Его характер, легкоранимый, гордый и простой одновременно, по-человечески глубокий берет начало в национальном характере русских, в то же время формируя этот национальный характер. Он был в высшей степени человеком долга, но в разное время долг понимал по-разному. В семидесятые годы у меня на глазах он шаг за шагом стал осваивать современную зарубежную литературу, искусство, экологию, вышел на новый уровень понимания роли человека, писателя, гражданина. Мировые процессы постепенно вошли в поле зрения поэта, отсюда его любовь к путешествиям, формирование мироощущения «позднего» Михаила Дудина. Мир по-настоящему волновал его и манил. Он отдал дань моде, создавая стихи во время поездок и они выходили подчас поспешными. Но вырисовывался новый, интересный период в творчестве поэта, отмеченный широтой охвата тем, драматизмом темперамента, а в перестроечные годы и трагизмом мироощущения.
Будучи очень русским человеком, Дудин не стеснялся высказываться резко о той или иной национальной черте характера своего народа, не боялся выносить сор из избы. Это свойственно лишь подлинным натурам (речь здесь не о масштабах дарования), ибо подлинные не кривляются перед зеркалом времени. Дудин олицетворял для меня в чем-то сломленную революцией, израненную войной душу талантливого человека. В этой душе отразилось время.
Дудинское понимание другой страны (не через призму застолий и славословий) было рыцарским. Я могу это подтвердить, ибо именно наше знакомство послужило толчком для его открытия Армении». Он пришел в эту страну как путник, желающий напиться из родника истории и культуры, судьбы другого народа, хотя фляга с водой была у него в рюкзаке собственного опыта и разочарований. Дудин любил знакомиться со знаменитостями, любил популярность и даже славу (то и другое не обошли его), но он мужественно перешагнул за ложные ориентиры и попытался вплотную приблизиться к самой стране — к Армении. Это ему в достаточной степени удалось. Он ценил человеческие отношения, был верен им, но выше их ценил идею Родины. Его мысль была обращена к России, но не плакатно, не балалаечно, в мыслях о Родине он не брал на себя роль лидера своего поколения или глашатая национализма, он думал о Родине с какой-то кроткой откровенностью, с покаянием и ответственностью младшего сына одновременно. Он много говорил со мной об ошибках, совершенных им в жизни, даже о собственном малодушии. Но в этом состоял его сильный характер любящего и умеющего стоять, по его же словам, «с открытым лицом и принимающего все как есть».

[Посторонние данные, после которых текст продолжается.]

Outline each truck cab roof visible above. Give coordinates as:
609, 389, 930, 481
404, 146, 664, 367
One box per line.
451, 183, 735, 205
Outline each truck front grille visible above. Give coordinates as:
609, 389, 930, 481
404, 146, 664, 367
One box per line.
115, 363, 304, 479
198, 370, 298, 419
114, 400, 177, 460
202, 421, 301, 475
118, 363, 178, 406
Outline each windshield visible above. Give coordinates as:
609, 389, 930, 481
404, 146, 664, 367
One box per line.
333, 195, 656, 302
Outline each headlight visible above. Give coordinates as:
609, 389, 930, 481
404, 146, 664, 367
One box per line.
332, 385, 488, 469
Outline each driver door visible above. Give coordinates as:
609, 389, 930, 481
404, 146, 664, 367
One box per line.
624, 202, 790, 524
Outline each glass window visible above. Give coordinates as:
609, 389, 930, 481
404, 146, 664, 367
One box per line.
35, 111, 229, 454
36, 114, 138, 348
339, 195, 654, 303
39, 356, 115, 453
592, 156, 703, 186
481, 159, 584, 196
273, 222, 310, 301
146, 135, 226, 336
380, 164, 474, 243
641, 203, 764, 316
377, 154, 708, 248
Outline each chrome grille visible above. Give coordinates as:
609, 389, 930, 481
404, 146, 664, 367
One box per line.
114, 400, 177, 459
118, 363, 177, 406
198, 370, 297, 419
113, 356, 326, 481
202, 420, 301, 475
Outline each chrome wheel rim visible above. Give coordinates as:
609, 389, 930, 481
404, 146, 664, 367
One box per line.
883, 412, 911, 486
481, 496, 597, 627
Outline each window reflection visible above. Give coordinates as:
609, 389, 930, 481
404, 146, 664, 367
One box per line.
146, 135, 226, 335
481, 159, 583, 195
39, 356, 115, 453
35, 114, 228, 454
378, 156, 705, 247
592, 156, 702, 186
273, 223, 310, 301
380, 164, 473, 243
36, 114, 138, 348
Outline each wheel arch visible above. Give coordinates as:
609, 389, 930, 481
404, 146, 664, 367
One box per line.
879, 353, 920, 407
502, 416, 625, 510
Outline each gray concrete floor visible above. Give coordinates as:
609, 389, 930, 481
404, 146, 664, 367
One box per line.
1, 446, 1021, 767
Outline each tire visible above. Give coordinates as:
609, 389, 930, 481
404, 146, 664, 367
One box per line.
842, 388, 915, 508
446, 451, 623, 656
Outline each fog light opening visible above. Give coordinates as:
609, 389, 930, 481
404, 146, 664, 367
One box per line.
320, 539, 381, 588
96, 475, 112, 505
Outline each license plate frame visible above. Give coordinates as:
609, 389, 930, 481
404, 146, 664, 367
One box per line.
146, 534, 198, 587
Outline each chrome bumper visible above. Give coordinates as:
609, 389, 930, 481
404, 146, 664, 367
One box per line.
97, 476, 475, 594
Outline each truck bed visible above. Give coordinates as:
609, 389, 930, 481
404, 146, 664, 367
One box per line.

Многие, даже хорошо знавшие его, видели в Михаиле Дудине насмешливого, легко шагающего по жизни человека. Могу заверить, что он таковым не был. Это был человек с очень тонкой организацией характера. Не рафинированный или изысканный, но именно тонкий. Он умел и любил поддерживать людей в нужный час, а не вообще. Это можно подтвердить на примерах югославского поэта Йоле Станишича, писателя Глеба Горбовского, поэта и художника Геннадия Алексеева… Избирательность в подходе к людям – тоже черта характера Михаила Дудина, и тоже одна из важнейших. На протяжении многих лет я наблюдал, как к нему напрашивались в знакомые, приятели или друзья очень и очень многие. А круг его подлинных друзей в Ленинграде был очень узкий и даже одно время он был просто потерян в мире людей, ибо, по природе своей будучи человеком открытым, очень общительным, отзывчивым, он был почти одинок.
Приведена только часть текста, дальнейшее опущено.